Watkins, W.R. ; Society of Photo-Optical Instrumentation Engineers -SPIE-, Bellingham/Wash.:
Targets and backgrounds: characterization and representation IV
Bellingham/Wash.: SPIE, 1998 (SPIE Proceedings Series 3375)
ISBN: 0-8194-2824-8
Conference on Targets and Backgrounds: Characterization and Representation <4, 1998, Orlando/Fla.>
Conference Paper
Fraunhofer IITB ( IOSB) ()

Automatic target detection (ATR) generally refers to the localization of potential targets by computer processing of data from a variety of sensors. Automatic detection is applicable for data reduction purposes in the reconnaissance domain and is therefore aimed at reducing the workload on human operators. ATR covers activities such as the localization of individual objects in large areas or volumes for assessing the battlefield simulation. An increase of reliability and efficiency of the overall reconnaissance process is expected. The results of automatic image evaluation are offered to the image analyst as hypotheses.
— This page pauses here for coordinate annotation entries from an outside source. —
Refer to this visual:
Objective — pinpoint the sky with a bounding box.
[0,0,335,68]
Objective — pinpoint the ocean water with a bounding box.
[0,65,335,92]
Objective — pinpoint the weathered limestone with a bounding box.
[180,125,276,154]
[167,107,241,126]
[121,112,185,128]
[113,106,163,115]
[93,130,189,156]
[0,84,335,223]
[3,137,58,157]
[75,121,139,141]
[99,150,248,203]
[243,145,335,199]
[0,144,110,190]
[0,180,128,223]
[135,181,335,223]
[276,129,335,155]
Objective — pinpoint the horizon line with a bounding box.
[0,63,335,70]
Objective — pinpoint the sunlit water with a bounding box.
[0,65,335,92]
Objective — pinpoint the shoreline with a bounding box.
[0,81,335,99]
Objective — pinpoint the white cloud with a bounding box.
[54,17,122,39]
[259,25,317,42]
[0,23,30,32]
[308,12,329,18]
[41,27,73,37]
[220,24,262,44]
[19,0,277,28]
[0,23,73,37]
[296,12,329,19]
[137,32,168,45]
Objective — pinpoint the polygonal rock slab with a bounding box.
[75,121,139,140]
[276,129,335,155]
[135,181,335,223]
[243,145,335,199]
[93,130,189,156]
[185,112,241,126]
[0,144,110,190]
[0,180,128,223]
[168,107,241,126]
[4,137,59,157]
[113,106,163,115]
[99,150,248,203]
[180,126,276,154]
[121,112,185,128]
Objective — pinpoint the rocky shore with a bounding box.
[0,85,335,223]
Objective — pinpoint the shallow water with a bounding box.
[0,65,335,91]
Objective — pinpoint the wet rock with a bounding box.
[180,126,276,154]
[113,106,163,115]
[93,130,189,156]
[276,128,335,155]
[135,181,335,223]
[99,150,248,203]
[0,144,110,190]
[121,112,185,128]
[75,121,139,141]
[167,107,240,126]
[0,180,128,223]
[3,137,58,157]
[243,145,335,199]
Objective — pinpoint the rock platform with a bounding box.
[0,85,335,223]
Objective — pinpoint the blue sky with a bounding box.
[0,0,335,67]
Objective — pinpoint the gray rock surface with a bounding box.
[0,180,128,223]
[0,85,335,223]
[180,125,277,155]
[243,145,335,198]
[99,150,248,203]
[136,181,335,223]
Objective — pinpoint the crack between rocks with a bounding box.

In this paper cluttered images from an infrared sensor are analyzed with the aim of finding Regions of Interest (ROIs), where hints for man-made objects have to be found. This analysis uses collateral data from acquisition time and location (e.g. day time, weather condition, resolution, sensor specification and orientation etc.). The assumed target size in the image is also compared by using collateral data. Based on the collateral data, the algorithm adjusts its parameters in order to find ROIs and to detect targets. Low contrast conditions can be successfully tackled if the directions of the grey value gradient are considered, which are nearly independent of the contrast. Blobs are generated by applying adaptive thresholds in the ROIs. Here the evaluation of histograms is very important for the extraction of structured features. The height, aspect angle, and camera parameters are approximately known for an estimation of target sizes in the image domain out of the collateral data.